2- Changes in external and internal issues relevant to the quality management system.
For
example, some external issues have not been addressed such as market trends.
3- Changes in needs and expectations of interested parties.
For example, your client might change requirements regarding one of your products, but the same requirements should be met with other products.
4- Performance of external providers.
Meaning to
analysis whether the suppliers deliver what is expected from them and is there
a need for additional control of the suppliers.
5- Effectiveness of action taken to address risk and opportunities.
For
example, is the level of risk decreased or a level of opportunities increased.

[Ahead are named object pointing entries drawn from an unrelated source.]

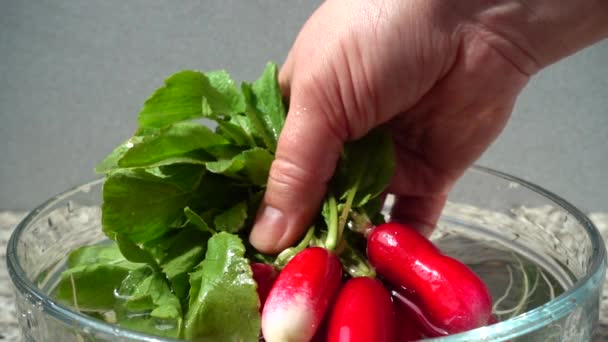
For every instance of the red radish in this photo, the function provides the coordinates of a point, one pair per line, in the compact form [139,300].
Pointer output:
[264,275]
[452,297]
[412,323]
[408,327]
[300,296]
[363,312]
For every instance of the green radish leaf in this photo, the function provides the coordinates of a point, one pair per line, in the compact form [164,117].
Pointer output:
[223,292]
[143,205]
[110,162]
[148,304]
[181,255]
[256,118]
[235,133]
[134,253]
[269,100]
[218,192]
[90,287]
[224,97]
[107,253]
[366,167]
[233,219]
[253,165]
[197,221]
[189,95]
[171,142]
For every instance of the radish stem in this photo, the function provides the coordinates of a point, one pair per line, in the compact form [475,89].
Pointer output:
[333,233]
[346,209]
[286,255]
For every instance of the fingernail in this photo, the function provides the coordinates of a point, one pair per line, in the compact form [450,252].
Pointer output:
[270,227]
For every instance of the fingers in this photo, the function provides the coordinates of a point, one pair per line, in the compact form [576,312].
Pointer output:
[306,157]
[419,212]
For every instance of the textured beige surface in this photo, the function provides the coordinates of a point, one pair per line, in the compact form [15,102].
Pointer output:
[8,320]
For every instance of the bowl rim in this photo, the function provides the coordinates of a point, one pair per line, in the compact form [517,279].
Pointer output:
[504,330]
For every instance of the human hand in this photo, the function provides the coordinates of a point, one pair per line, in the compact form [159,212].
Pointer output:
[442,76]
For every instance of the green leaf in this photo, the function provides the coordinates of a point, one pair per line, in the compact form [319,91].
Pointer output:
[110,162]
[224,97]
[143,205]
[107,253]
[171,142]
[253,165]
[217,192]
[235,133]
[366,167]
[256,119]
[269,99]
[197,221]
[148,305]
[90,287]
[180,99]
[191,94]
[233,219]
[224,304]
[135,253]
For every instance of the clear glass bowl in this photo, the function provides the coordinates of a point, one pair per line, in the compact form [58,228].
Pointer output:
[491,223]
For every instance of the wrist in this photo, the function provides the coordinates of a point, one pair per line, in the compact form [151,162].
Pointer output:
[536,33]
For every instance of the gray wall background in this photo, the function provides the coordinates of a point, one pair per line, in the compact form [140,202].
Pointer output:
[74,74]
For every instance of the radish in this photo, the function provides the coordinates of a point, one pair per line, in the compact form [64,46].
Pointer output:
[452,297]
[264,275]
[363,312]
[408,326]
[413,324]
[300,296]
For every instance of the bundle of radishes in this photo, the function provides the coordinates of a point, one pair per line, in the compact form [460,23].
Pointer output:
[179,200]
[355,277]
[419,293]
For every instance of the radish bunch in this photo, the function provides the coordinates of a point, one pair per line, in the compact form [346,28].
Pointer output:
[422,293]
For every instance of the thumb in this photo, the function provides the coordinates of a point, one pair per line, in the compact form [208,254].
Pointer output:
[306,156]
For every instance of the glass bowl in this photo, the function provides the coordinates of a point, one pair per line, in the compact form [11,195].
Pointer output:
[543,260]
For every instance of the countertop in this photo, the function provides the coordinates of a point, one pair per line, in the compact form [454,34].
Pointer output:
[8,323]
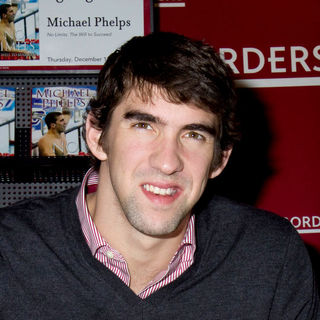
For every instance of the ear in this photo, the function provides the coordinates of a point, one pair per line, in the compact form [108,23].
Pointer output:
[92,138]
[225,158]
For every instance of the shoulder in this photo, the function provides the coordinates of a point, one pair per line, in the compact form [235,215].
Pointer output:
[35,214]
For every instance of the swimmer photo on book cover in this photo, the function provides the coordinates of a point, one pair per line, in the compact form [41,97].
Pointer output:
[7,121]
[57,117]
[19,30]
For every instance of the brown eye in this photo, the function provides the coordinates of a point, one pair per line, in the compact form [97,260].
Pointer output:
[195,135]
[142,125]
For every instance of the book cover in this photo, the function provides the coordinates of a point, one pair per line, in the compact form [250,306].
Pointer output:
[7,121]
[19,30]
[57,118]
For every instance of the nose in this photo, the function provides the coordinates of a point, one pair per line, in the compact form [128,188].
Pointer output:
[166,156]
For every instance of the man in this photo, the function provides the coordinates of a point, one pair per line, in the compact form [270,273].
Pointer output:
[8,31]
[54,142]
[136,241]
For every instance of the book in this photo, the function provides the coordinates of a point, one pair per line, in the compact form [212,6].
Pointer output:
[7,121]
[20,41]
[57,119]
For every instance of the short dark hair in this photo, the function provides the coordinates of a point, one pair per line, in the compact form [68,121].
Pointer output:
[185,71]
[4,9]
[51,117]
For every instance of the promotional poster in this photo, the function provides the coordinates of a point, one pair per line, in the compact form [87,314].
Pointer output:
[70,35]
[7,121]
[19,31]
[57,117]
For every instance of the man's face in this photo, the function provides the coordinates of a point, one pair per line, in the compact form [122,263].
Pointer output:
[159,157]
[10,14]
[60,124]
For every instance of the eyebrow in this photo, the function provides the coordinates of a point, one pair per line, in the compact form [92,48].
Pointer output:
[142,116]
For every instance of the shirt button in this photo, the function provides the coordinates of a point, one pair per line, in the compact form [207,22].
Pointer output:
[110,254]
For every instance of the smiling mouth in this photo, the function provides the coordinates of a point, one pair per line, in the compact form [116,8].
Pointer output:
[160,191]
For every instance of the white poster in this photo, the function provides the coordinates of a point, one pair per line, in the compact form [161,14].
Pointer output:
[67,34]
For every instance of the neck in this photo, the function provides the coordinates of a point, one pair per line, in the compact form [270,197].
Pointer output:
[55,133]
[145,255]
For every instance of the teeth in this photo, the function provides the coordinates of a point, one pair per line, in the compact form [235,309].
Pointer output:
[160,191]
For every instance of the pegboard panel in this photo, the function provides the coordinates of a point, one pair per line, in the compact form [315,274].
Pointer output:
[14,192]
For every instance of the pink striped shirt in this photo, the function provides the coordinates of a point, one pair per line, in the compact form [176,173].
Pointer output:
[114,261]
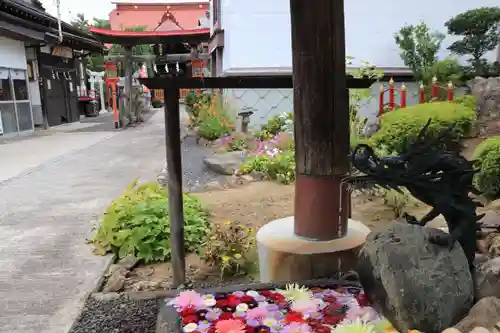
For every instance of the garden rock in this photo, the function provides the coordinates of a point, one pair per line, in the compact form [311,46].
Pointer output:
[414,283]
[116,281]
[225,163]
[129,262]
[487,279]
[485,313]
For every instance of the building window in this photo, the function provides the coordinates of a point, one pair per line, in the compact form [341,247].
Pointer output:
[15,106]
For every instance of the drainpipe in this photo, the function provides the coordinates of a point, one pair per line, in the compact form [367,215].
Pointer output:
[58,3]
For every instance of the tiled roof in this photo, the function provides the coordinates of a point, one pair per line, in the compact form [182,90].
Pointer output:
[127,16]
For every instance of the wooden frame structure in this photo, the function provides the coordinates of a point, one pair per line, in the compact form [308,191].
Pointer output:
[171,87]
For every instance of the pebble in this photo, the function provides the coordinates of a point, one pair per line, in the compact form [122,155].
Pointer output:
[120,315]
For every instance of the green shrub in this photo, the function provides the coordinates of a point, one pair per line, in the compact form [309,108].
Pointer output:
[487,159]
[467,100]
[400,127]
[137,224]
[279,166]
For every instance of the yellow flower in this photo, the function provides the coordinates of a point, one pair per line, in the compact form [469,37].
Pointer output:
[293,292]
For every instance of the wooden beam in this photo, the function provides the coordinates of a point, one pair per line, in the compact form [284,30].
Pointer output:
[248,82]
[174,184]
[321,117]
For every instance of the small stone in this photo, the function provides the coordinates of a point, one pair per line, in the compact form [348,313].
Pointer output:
[487,279]
[485,313]
[128,262]
[116,281]
[225,163]
[402,272]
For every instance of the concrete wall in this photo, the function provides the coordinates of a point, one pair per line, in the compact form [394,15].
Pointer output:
[257,32]
[12,53]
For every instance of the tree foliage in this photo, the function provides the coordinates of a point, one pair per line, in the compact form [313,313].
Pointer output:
[418,47]
[480,29]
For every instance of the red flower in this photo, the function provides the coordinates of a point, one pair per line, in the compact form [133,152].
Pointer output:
[265,293]
[226,316]
[294,317]
[321,329]
[363,299]
[222,303]
[246,299]
[188,311]
[190,319]
[333,320]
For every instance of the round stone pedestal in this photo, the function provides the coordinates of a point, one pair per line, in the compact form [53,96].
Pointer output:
[283,256]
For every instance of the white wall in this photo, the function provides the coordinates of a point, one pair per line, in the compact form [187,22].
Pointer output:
[12,53]
[257,32]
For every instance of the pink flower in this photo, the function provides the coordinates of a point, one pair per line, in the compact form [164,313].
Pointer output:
[365,314]
[230,326]
[297,328]
[189,298]
[257,313]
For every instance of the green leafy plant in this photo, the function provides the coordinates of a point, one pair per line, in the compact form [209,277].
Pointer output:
[418,47]
[480,29]
[137,224]
[230,247]
[401,127]
[215,120]
[397,201]
[487,159]
[276,165]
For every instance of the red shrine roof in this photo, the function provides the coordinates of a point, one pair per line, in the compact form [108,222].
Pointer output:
[193,36]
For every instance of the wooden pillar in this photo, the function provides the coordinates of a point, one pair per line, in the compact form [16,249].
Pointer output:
[174,183]
[128,80]
[321,117]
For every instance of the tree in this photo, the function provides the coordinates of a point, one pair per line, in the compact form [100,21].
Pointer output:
[418,47]
[80,22]
[480,29]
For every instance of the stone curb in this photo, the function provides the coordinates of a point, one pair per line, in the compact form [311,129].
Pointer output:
[111,258]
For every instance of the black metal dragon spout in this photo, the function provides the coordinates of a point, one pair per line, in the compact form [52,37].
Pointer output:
[433,174]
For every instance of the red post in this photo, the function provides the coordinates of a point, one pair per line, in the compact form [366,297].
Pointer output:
[403,96]
[381,100]
[391,94]
[450,91]
[422,93]
[435,87]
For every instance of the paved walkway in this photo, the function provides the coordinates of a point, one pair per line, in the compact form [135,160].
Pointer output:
[51,188]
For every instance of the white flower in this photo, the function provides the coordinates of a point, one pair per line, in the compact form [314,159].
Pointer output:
[190,328]
[242,307]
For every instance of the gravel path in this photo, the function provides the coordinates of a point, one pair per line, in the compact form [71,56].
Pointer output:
[121,315]
[46,267]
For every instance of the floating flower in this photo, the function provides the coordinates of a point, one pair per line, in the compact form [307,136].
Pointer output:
[191,327]
[294,292]
[297,328]
[230,326]
[258,313]
[189,298]
[354,327]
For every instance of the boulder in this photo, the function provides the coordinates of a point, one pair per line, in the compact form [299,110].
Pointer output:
[225,163]
[414,283]
[485,313]
[487,279]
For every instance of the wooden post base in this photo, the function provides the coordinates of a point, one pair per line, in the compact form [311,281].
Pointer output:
[283,256]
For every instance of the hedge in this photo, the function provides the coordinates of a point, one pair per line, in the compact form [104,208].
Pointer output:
[401,126]
[487,159]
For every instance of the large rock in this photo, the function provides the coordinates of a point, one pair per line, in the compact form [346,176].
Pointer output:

6- Level of achievement of the quality objectives.
When the
objectives are met, the management should introduce new ones. But if the
objectives have not been met, the management must imitate corrective actions to
determine the root cause and to ensure the objective will be met in the future.
7- Information on process performance.
Including
nonconformities, corrective actions, monitoring and measurements results,
conformity of products and services, audit results and, adequacy of resources.
8- Opportunities for improvement of QMS.
Based on
all decisions, management should identify opportunities for improvement of QMS.
For example, based on customer feedback, the company may decide to improve
customer support process.
The best
practices show that usually this review of the QMS is conducted through a
meeting where all the pervious mentioned aspects are discussed and analysed.
Based on the results of analysis, decisions are taken related to continuo
improvement opportunities and the need changes of QMS.
Such
meeting should be held at least once a year or more often. The ISO 9001
requires the company documented the result from the management review as
evidence, usually after the meeting, the outputs are documented in management
review meeting minutes or in a report.
- Mandatory outputs of the management review include:
1- Opportunities for improvement.
For
example, you can raise a bar for some project objectives that already achieved,
and this will make you to create some new plans for achieving them and this
will lead to improvement.
2- Decisions related to the changes of the quality management system.
For
example, the company decide to outsource some processes and establish the new
controls for outsource processes.
3- Resources needs.
For
example, during analysis of quality objectives achievement, the management may
conclude some objectives have not been met because the lake of resources and in
the new plans for achieving objectives, additional resources will be appointed.